**Ranking: Paired Comparison Versus Range Voting Activity**

Prepared by:

Joseph Malkevitch

Department of Mathematics

York College (CUNY)

Jamaica, New York 11451

email:

__malkevitch@york.cuny.edu__

web page:

__http://york.cuny.edu/~malk__

This activity is a follow-up to having constructed a ranking for a list of items based on paired comparisons carried out without allowing ties. Thus, you carried out the "experiment" of ranking: the following list of topics that are sometimes taught about algebra/arithmetic/geometry to 8th grade students:

1 = solving linear equations

2 = irrational numbers versus rational numbers

3 = slope of a line

4 = evaluate functions

5 = solving two linear equations with two unknowns

6 = Pythagorean theorem

7 = volume of prisms, pyramids and cones

What you did was to interpret Topic A > Topic B (in the list above) to mean that you feel it is more important for 8th grade students to master Topic A than Topic B with no allowance for being indifferent (ties). You have to decide what the word "master" means for you in this context.

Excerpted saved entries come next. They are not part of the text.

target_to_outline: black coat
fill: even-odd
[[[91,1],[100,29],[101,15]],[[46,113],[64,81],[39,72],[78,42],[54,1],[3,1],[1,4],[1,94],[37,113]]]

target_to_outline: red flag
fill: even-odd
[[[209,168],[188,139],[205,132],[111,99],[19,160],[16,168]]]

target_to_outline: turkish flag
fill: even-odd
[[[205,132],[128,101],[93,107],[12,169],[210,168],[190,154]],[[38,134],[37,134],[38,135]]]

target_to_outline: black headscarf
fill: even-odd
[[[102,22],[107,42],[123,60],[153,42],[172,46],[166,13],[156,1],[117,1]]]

Then by using paired comparisons you produced a ranking of these seven topics.

However, there are other approaches rather than paired comparisons for producing rankings. One such method sometimes called range or score voting is carried out as follows. Given a collection of alternatives to rank, you are allowed to "judge" a specific alternative by giving it a score, using from 0 to 99 points as the value you assign to the alternative. Thus, each alternative can be given a "score" from a list of 100 levels. For this particular activity you are not allowed to give the same score to two different alternatives (though in the usual version of range voting this would be allowed). For example, you could give 6 = Pythagorean theorem a 67 and 3 = slope of a line a 24. In this case presumably you "prefer" alternative 6 above alternative 3 because the number 67 is larger than 24. Using the numbers 0 to 99 and the relative sizes of the scores you assign, you can compute a ranking for the seven alternatives above. Give some thought to deciding why you might give, say, 4 = evaluate functions, 72 points rather than 73, 74, 71 or 70 points.

Question 1:

Produce a ranking of the topics 1-7 based on paired comparisons.

Question 2:

Putting aside the work you did to answer Question 1, produce a ranking of the topics 1-7 using range voting (without ties).

Question 3:

Compare the rankings you got for Question 1 and Question 2. Are you convinced you would always get identical rankings by using these two methods? Which of the two approaches is "better?" Which of the two approaches is "more reliable?"

Question 4:

Allow several hours to go by or a day to go by and repeat Questions 1 and 2 without looking at what you did previously. Did you get the same rankings in each case?

You may also want to use paired comparisons versus range voting (no ties) to determine a ranking of the 7 fruits:

Apple, Banana Cherry, Date, Grape, Orange, Raspberry